Soudain, à l’étage en-dessous, un bruit ! Un coup suivi d’un silence total durant lequel retentit la cloche du carillon voisin destinée à marquer les quarts d’heure.
- « Ma supposition s’est avérée juste, on cambriolait l’entrepôt ! s’alarme Anne. En un rien de temps, Papa, Van Daan et Peter étaient en bas, Margot, Maman, Madame et moi attendions. Quatre femmes angoissées ont besoin de parler, c’était notre cas. »
Adolf se demande si le bruit des chaussures à quelques centimètres de lui ne provient pas de ces messieurs dont parle Anne. Sauf qu’il ne voit personne !
- « La couleur avait disparu de nos visages, mais nous étions encore calmes, même si nous avions peur. Quel était ce coup ? »
Pendant plusieurs minutes, Adolf écoute la maison respirer. Il aimerait bien que Saint Nicolas lui explique ce qui est en train de se passer, mais il n’ose pas le questionner.
- « Personne ne posait plus de questions, dit Anne, nous attendions. »
Puis, le bruit recommence, mais en sens inverse cette fois. Anne explique que son père et M. Van Daan sont remontés. Adolf perçoit maintenant clairement des déplacements dans les pièces à l’étage au-dessus. Il lui semble même entendre quelqu’un commander d’éteindre les lumières et de monter là-haut, au grenier, parce que la police va venir. Il entend effectivement claquer les manettes des interrupteurs en porcelaine. Puis, il réfléchit. Selon Anne, trois personnes ont descendu l’escalier, mais seulement deux l’ont remonté. La troisième, le jeune Peter, serait donc restée sur le palier et se tiendrait à quelques centimètres à peine de lui ?
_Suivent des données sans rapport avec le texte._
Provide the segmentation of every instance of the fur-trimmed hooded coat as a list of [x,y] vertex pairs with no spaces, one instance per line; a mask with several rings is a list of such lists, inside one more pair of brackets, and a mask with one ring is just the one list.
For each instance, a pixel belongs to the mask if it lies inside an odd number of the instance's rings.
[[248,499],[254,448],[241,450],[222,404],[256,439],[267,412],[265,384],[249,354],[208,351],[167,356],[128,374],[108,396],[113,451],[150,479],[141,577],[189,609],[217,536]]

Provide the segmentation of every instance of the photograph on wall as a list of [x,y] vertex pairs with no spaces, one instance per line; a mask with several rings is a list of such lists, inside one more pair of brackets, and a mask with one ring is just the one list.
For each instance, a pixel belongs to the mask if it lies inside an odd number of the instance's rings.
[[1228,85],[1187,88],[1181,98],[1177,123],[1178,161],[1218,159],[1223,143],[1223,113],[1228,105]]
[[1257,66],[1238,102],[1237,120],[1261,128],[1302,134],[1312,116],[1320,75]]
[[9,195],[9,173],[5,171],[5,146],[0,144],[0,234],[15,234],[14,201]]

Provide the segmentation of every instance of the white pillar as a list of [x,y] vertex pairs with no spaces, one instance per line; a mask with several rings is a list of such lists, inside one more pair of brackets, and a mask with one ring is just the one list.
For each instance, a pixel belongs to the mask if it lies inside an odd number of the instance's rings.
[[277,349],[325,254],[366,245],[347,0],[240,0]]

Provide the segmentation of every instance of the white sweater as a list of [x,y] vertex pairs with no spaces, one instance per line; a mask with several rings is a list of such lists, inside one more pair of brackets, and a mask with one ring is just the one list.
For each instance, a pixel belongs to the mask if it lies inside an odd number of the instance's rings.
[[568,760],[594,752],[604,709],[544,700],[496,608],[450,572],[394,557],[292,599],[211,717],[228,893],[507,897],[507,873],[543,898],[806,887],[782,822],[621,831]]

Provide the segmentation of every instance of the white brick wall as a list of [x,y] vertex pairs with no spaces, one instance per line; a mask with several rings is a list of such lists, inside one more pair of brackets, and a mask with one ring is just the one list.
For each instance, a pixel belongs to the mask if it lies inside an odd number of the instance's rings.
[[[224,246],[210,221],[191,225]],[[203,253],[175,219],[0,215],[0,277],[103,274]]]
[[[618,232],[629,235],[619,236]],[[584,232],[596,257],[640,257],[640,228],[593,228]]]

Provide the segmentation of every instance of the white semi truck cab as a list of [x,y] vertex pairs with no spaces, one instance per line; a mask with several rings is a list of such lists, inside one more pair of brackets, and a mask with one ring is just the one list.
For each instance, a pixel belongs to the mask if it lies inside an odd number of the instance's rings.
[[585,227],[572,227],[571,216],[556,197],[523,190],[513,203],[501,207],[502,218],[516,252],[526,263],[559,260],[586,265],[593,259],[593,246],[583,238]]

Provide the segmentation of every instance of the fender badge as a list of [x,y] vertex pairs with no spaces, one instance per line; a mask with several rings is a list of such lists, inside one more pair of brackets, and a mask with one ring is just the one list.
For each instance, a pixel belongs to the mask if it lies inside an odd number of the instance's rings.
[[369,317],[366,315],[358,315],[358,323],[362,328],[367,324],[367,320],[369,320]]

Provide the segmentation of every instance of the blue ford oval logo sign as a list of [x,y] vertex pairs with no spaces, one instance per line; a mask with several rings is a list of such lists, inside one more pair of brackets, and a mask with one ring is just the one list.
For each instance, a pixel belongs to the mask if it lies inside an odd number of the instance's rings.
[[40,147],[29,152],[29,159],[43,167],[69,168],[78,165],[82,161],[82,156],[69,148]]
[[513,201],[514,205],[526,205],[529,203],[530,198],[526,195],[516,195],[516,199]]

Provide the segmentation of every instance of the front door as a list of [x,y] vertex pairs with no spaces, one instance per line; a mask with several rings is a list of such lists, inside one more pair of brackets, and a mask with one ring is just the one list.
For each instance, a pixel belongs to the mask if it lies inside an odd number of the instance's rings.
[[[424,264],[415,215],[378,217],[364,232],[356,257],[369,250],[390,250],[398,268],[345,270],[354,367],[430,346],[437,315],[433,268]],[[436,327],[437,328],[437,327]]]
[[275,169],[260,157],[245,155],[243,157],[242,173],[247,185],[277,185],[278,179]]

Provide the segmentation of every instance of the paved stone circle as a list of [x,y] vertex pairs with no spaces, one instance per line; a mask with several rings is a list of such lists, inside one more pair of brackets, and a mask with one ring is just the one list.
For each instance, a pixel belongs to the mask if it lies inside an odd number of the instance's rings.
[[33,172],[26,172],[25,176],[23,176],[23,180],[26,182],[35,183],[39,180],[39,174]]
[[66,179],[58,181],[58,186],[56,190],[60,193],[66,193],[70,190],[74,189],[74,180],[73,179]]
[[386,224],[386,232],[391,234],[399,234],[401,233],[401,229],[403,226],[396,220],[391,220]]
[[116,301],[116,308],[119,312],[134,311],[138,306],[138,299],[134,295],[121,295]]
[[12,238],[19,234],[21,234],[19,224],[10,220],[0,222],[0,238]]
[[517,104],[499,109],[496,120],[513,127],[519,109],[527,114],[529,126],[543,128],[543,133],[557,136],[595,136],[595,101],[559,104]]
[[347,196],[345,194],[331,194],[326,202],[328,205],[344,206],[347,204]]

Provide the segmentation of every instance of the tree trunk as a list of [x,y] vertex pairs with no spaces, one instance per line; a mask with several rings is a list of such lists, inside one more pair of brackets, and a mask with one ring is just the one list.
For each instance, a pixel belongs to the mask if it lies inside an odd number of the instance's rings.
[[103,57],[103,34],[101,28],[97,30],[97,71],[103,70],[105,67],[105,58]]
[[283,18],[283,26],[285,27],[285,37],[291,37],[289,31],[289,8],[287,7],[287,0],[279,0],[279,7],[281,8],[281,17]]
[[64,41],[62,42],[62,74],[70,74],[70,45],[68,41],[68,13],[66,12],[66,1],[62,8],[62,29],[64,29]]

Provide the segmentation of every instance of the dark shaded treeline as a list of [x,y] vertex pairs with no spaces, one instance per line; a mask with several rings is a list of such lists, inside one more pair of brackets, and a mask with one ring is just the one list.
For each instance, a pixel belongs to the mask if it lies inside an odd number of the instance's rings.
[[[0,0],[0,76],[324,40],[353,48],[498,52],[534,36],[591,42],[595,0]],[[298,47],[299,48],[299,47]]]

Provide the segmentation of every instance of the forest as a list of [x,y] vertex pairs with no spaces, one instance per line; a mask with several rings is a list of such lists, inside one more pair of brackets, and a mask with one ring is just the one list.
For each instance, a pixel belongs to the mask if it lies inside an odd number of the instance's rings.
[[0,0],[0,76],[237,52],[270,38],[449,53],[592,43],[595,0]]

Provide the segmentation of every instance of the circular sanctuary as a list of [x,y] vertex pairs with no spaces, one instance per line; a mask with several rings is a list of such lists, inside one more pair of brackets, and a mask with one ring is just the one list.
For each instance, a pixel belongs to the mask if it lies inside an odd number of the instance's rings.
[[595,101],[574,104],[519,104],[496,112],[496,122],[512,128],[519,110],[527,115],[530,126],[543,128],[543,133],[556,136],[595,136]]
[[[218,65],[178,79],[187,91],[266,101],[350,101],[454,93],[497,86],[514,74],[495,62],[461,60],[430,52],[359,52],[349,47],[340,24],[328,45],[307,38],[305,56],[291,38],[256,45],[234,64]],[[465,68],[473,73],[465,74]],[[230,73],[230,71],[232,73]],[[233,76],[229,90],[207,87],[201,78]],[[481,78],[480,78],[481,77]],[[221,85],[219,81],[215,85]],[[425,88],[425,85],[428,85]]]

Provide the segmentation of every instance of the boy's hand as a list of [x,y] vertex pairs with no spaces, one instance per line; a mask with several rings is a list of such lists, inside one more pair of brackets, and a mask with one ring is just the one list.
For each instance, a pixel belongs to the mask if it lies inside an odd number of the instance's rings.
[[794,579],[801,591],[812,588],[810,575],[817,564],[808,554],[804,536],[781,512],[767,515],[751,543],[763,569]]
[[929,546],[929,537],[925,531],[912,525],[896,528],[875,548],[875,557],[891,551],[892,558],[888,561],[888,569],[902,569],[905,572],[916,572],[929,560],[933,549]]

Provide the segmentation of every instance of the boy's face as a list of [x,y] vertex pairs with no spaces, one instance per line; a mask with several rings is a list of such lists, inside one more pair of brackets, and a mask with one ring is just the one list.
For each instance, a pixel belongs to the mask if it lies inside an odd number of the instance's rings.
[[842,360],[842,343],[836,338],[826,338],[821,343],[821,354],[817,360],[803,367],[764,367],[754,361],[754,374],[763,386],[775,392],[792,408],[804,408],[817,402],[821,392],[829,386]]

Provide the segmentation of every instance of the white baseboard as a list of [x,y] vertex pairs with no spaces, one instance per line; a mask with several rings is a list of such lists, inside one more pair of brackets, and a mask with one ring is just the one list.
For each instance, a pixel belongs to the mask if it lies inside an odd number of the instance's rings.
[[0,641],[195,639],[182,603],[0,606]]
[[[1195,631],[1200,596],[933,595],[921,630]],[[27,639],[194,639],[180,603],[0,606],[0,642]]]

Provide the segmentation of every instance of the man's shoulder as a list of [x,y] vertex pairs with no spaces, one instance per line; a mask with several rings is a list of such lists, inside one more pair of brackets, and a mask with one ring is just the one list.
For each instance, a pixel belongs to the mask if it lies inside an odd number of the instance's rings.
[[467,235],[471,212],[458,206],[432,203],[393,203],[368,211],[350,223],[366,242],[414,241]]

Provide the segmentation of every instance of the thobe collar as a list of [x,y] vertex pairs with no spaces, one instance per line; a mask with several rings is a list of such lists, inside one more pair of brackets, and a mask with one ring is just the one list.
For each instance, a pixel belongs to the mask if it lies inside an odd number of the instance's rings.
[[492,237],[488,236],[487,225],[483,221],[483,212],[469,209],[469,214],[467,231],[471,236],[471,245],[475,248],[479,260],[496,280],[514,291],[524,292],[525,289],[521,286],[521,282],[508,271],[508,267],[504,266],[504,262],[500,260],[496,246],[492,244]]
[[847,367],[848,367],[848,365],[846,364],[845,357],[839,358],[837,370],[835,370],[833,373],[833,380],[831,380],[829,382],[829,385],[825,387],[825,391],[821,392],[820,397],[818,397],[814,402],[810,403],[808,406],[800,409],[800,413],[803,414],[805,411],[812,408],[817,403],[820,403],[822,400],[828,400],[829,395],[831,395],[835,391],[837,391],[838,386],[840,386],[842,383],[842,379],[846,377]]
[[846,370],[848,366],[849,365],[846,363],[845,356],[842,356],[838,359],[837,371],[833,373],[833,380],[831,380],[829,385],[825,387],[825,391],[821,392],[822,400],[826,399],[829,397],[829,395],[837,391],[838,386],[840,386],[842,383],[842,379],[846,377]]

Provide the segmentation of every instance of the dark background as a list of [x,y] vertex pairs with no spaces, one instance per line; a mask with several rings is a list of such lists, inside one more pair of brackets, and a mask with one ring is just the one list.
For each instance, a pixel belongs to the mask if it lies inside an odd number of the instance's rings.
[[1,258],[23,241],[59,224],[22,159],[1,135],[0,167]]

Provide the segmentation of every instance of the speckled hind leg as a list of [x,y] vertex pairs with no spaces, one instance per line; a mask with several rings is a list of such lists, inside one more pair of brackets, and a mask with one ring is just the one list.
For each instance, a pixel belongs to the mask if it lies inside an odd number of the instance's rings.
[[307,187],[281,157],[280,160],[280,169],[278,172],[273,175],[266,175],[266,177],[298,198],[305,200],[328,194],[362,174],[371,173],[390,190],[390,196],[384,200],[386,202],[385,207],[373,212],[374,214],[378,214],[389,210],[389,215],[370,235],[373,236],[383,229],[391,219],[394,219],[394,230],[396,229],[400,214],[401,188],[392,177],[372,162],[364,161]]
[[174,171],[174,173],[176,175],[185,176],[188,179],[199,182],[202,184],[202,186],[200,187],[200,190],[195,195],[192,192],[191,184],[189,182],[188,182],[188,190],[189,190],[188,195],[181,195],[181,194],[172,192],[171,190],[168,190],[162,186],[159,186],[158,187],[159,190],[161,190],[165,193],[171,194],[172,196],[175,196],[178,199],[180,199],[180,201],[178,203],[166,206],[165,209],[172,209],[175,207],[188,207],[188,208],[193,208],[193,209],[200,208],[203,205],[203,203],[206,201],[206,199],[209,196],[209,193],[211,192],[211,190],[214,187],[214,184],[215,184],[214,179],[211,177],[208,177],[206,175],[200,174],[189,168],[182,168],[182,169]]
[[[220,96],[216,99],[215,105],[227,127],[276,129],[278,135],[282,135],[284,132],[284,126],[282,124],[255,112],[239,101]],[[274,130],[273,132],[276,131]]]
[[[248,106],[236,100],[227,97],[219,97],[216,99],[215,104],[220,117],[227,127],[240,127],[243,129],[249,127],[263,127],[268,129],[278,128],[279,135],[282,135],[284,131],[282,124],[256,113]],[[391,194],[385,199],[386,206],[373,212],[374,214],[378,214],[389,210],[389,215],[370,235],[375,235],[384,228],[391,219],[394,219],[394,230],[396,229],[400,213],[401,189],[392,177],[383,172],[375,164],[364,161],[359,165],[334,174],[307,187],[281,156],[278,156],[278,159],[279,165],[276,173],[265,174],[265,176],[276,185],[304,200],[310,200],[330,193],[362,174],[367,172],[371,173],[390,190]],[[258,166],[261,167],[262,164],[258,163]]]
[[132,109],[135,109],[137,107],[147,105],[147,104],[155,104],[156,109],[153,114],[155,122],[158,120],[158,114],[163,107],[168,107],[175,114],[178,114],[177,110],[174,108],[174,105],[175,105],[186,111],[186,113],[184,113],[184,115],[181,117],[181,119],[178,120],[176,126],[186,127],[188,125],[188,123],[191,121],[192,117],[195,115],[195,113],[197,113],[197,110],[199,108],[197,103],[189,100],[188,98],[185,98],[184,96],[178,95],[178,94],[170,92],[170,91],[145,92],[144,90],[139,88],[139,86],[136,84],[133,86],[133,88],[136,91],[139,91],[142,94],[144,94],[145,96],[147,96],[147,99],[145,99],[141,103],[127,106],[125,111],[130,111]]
- « Peter était sur le palier quand il a entendu deux coups violents. » confirme Anne.
Adolf sursaute car lui aussi vient d’entendre deux coups venant d’en bas ! À nouveau des bruits de pas qui dévalent l’escalier et la porte-bibliothèque s’ouvre. Anne explique qu’en bas les hommes ont découvert qu’il manquait une grosse planche dans la porte de l’entrepôt. Les cambrioleurs étaient probablement en plein travail quand les messieurs sont apparus.
- « Sans réfléchir, Van Daan a crié : "Police !" » raconte Anne en précisant qu’il y avait eu ensuite des pas précipités dehors parce que les cambrioleurs avaient certainement pris la fuite.
Adolf, qui vient d’entendre quelqu’un crier "Police" depuis l’étage inférieur, lance un regard inquiet en direction de Saint Nicolas : « On est en train d’assister à quoi, là ? » tente-t-il de lui faire comprendre sans parler. Mais les gros yeux que lui renvoie Saint Nicolas ne le renseignent pas.
Anne raconte ensuite que pour éviter que la police ne remarque la planche manquante, celle-ci a été vite remplacée, mais qu’un grand coup de pied était venue la faire voler par terre très peu de temps après, laissant les trois messieurs perplexes devant tant d’audace.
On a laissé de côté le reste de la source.